Recreo

Mi hermana se queja con frecuencia de la tendencia a la recreación que, al parecer, tienen las personas. Según ella, es una especie de padecimiento que nos obliga a la añoranza inútil, que nos sume en la mediocridad y nos trae la mímica de lo que ya no es, en su peor forma. ¿Por qué no contentarse con el simple recuerdo? El recuerdo sería mejor que cualquier cosa, o, por lo menos, más útil. Pero recrear, mal que le pese a mi hermana, es todo lo que podemos hacer. Es la cumbre de nuestra materialidad. Recrea el relator de los hechos pasados (de alguna manera todos lo son), en el mismo instante en que los enuncia con pretenciosa novedad. Recrea el predicador la fe de sus fieles en cada ceremonia. El salmón recrea contracorrientes. Recrea el Claro de Luna una tristeza cualquiera. A Cervantes toda la prosa lo recrea. Recreo una ilusión a cada instante. Horizontes recrea el sextante. Un olvido imposible, el mar errante. Imaginemos un mundo en el que la recreación no fuera posible. Donde las cosas sean de por sí, dadas e inmutables. Si nuestros días transcurrieran en ese mundo, no nos sería posible imaginar. Aprovechemos entonces que vivimos en este mundo e imaginemos ese otro. Triste, ¿verdad? Por mi parte, sin mi fantasía no soy nada. Sepan que se equivocan grueso los que le endilgan a la fantasía un carácter subalterno a lo real. Para determinar qué cosas son reales y cuáles no, basta con ponerse de acuerdo y dejarse de caprichos.
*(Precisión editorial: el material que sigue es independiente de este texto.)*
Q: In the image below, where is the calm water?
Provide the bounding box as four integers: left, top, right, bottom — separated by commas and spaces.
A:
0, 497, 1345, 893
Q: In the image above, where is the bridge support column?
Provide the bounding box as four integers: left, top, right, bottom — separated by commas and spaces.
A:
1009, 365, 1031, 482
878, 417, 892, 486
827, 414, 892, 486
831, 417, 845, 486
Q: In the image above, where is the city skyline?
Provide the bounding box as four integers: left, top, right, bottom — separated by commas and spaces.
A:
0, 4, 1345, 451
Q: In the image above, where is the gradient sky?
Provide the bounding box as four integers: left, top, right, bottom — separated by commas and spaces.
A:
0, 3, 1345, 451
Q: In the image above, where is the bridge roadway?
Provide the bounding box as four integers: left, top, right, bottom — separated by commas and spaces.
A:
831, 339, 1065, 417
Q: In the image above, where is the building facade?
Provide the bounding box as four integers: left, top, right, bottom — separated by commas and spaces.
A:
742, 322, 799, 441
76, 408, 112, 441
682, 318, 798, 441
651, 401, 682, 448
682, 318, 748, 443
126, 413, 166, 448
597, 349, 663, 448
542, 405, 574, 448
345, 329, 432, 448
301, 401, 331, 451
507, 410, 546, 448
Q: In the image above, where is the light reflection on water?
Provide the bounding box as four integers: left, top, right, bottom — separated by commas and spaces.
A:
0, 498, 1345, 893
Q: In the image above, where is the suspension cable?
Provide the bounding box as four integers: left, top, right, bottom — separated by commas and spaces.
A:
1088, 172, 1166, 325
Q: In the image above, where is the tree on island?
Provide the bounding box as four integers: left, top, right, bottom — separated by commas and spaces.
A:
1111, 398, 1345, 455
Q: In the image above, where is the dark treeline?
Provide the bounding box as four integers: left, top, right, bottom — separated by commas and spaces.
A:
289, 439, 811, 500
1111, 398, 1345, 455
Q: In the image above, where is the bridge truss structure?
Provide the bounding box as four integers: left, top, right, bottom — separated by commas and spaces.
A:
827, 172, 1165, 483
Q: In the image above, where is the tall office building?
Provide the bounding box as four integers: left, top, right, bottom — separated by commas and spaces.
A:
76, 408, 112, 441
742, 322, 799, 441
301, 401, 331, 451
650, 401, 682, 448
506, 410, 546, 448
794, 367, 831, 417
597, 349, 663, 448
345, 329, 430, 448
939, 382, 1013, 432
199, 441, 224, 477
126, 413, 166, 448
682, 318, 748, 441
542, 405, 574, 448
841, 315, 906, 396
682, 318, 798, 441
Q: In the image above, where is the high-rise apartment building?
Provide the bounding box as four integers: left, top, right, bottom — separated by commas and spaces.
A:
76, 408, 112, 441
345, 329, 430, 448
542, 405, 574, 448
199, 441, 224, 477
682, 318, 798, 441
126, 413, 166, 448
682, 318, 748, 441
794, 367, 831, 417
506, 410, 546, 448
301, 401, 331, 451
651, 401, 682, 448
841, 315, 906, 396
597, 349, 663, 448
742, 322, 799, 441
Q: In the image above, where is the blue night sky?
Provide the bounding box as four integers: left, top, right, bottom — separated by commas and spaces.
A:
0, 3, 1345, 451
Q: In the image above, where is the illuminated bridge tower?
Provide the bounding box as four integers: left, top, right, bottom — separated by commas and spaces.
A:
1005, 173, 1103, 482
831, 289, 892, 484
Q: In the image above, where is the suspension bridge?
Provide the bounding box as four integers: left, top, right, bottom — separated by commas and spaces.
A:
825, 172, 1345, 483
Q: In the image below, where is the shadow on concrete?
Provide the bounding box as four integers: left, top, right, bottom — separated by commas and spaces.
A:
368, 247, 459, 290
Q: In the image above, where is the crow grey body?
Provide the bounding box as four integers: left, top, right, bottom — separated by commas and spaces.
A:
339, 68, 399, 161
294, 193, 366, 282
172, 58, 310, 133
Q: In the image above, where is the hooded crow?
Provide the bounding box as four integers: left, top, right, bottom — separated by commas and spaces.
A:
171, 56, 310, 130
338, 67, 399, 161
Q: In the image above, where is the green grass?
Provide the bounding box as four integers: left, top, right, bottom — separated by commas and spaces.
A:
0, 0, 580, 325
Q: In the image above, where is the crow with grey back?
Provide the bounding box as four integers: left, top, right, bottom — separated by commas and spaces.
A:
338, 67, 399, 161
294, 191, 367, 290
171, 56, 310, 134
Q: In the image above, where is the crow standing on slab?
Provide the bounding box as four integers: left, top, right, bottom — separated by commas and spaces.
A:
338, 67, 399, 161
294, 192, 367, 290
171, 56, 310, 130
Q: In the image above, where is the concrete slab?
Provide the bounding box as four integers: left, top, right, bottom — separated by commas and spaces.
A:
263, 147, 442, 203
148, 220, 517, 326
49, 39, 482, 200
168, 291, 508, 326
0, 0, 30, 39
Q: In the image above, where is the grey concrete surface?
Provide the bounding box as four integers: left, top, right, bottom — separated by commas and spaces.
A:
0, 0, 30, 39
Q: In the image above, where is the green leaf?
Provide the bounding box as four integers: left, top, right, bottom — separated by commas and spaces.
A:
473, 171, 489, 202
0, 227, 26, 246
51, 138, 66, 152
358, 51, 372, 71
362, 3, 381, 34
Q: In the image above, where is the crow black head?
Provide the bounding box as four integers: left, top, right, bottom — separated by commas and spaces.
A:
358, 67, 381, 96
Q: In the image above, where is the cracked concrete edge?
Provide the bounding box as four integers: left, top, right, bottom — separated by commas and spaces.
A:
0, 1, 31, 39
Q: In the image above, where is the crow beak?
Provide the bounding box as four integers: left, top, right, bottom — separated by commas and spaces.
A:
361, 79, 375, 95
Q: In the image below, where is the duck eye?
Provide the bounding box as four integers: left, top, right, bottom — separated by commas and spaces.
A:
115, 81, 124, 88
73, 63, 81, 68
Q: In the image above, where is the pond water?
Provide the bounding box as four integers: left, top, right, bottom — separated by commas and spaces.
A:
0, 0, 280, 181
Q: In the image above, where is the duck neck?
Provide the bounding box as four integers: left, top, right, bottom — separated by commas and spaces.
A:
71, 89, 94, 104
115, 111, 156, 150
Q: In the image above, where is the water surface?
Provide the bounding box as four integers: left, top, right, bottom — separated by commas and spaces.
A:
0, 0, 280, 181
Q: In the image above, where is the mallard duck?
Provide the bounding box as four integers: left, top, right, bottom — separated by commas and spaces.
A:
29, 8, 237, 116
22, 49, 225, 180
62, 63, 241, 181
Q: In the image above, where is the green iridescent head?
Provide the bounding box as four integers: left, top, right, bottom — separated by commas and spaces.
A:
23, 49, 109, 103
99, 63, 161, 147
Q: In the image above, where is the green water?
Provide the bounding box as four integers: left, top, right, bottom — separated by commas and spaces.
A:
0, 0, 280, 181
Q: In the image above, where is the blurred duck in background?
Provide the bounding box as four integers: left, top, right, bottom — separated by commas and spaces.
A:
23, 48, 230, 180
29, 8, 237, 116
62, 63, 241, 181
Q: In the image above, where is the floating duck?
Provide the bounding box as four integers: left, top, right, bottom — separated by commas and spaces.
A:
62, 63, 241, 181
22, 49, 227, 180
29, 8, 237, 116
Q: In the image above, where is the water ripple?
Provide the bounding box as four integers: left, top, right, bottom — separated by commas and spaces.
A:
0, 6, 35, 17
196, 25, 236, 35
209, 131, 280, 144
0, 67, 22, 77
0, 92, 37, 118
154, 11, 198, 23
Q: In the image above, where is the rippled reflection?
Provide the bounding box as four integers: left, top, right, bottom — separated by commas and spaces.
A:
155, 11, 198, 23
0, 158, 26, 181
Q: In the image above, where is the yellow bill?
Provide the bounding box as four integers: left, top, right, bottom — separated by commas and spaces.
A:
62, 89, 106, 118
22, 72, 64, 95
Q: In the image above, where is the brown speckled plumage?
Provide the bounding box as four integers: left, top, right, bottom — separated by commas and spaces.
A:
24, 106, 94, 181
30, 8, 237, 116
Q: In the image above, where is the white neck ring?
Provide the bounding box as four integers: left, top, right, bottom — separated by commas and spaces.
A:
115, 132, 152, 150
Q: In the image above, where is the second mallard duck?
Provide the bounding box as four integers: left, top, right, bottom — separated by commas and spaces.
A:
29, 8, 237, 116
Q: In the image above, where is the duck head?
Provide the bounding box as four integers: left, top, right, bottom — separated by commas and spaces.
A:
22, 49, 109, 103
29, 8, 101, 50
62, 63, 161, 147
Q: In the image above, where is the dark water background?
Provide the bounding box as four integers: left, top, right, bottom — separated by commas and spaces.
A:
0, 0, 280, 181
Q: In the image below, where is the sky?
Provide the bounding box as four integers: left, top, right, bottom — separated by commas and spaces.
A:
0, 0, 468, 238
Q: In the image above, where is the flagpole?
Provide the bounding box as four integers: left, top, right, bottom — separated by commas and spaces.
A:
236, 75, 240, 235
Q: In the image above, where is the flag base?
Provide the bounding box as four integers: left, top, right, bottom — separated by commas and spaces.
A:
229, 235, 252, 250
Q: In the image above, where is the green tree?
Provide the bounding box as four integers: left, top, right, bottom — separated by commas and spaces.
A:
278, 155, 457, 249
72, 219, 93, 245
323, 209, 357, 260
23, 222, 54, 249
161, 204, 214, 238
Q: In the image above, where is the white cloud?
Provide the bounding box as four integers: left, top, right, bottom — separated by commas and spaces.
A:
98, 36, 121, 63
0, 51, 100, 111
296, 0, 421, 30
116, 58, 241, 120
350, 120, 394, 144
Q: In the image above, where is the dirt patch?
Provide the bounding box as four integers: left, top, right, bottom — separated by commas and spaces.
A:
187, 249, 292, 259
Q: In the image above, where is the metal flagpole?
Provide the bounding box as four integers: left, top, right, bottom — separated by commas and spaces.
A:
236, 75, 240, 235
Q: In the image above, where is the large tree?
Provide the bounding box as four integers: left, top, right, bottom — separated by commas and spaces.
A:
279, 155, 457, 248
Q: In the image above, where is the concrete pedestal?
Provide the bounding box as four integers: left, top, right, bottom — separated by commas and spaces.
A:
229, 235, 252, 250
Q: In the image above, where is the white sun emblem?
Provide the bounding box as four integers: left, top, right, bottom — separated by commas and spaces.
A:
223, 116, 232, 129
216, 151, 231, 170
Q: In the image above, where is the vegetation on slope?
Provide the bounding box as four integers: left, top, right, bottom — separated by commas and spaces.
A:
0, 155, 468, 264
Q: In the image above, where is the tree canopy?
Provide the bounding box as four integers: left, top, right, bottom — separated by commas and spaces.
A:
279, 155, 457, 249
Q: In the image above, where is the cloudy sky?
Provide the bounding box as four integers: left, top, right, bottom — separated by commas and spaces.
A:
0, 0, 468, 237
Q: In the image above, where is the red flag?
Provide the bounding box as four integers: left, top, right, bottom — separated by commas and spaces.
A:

Ahora, no vamos a quedarnos con eso ¿no es cierto? Nada hay más burocrático que la realidad. Acuerdos intersubjetivos pueblan nuestra cotidianeidad. Usted y yo estaremos de acuerdo en que debemos saludarnos con gesto cordial, un apretón de manos, un beso en la mejilla, una palma en el hombro. Convenimos con anticipación qué decir y, aunque no lo sepamos (y no lo sabemos) estamos recreando lejanías en cada encuentro.